# honing a Global



## afterthought (Nov 26, 2005)

To those that own a Global knife, how do you hone it?

I hear that they have a different edge on them compared to other knives. Anyone know anything about this?


----------



## mezzaluna (Aug 29, 2000)

I use a Shinkansen water sharpener, followed up with a steel. It works really well. I have the 5" all-purpose knife. I did take it to a department store for a sharpening event, and the guy (who worked for Wusthof) said it would be okay on their machine. It wasn't a problem for that knife.


----------



## afterthought (Nov 26, 2005)

The Global edge is angled different from a Wusthof knife though. Steeper edge on the global. I know how to hone any other knife except a Global. 

I don't want to constantly keep using the water sharpener also because it'll eventually grind down the knife.


----------



## culinary merc (Oct 17, 2005)

I use my knife (G2) everyday and have never had to it sharpen but i run the dimond steel on it and it cuts better than my assts. wustof.
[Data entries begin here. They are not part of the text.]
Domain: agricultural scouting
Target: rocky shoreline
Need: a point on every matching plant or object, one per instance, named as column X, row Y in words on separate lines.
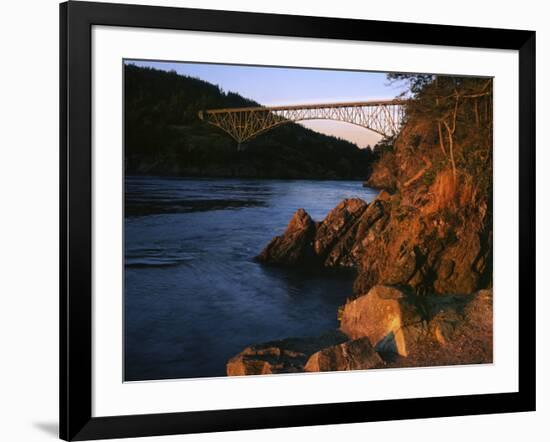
column 421, row 251
column 401, row 313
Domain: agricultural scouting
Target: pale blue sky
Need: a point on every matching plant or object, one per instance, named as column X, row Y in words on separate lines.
column 271, row 86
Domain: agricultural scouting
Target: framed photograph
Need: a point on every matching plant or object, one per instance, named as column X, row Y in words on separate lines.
column 274, row 220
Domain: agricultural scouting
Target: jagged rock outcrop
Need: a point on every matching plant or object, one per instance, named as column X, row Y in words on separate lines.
column 284, row 356
column 387, row 317
column 328, row 243
column 423, row 330
column 422, row 248
column 387, row 327
column 295, row 245
column 351, row 355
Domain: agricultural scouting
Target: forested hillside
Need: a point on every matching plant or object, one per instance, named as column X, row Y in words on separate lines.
column 164, row 136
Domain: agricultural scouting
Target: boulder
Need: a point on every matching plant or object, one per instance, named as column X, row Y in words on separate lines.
column 283, row 356
column 388, row 317
column 352, row 355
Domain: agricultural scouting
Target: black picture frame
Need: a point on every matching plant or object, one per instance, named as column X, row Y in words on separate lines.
column 76, row 21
If you dont have the steel well then you get one there worth it.


----------



## sushigaijin (Apr 12, 2005)

sharpen a global as you would a german knife. 22 degrees is fine.

Erik.


----------



## ivdacook (Jan 13, 2007)

all of my knives are global, all you need is a wet stone, and a diamond steel. hit it on that stone every once in a while, if you need to gauge the angle, place a penny in between the knife and the stone while sharpening. after that all you need is the steel, they aren't cheap, but are well worth the money.

IV


----------



## mikelm (Dec 23, 2000)

You can get the DMT diamond steel from 
www.leevalley.com
for $34.50. They also have DMT's honing guide for $10.50: it's a little clamp-on guide that sets and holds the angle of your knife on the waterstone. They also offer a complete range of sharpening equipment and supplies.

You should sign up to receive their Tools catalogs: they have lots of kitchen equipment and utensils that are as imaginative and innovative as their woodworking tools. Twelve or fourteen years ago, when the very first Microplane wood rasp came out, they pointed out how useful it was in the kitchen. I bought one to try, and liked it so much I bought them for all three of my kids, since all are enthusiastic cooks. The youngest, a woodworker, uses his alternately to shape furniture and to zest lemons. :lol:

Mike


----------



## castironchef (Oct 10, 2005)

In addition, Global makes their own two sizes of honing guides. They're available on Amazon.com.


----------



## piracer (Jun 22, 2006)

i was talking to my chef about knives, and he was telling me that japanese designed knives have a slimmer and more angled blade then the german ones, and as such, when running down the steel, you have to angle the blade mroe sharpley, so instead of 45 degrees which they like to reccomend, i do it basically as flat as possible and it works, i think.

i sharpen my knife just before i use it, and every once in a while if im in the kitchen and just feel like doing it. i use a G2 btw, great blade, not so good on the handle.


----------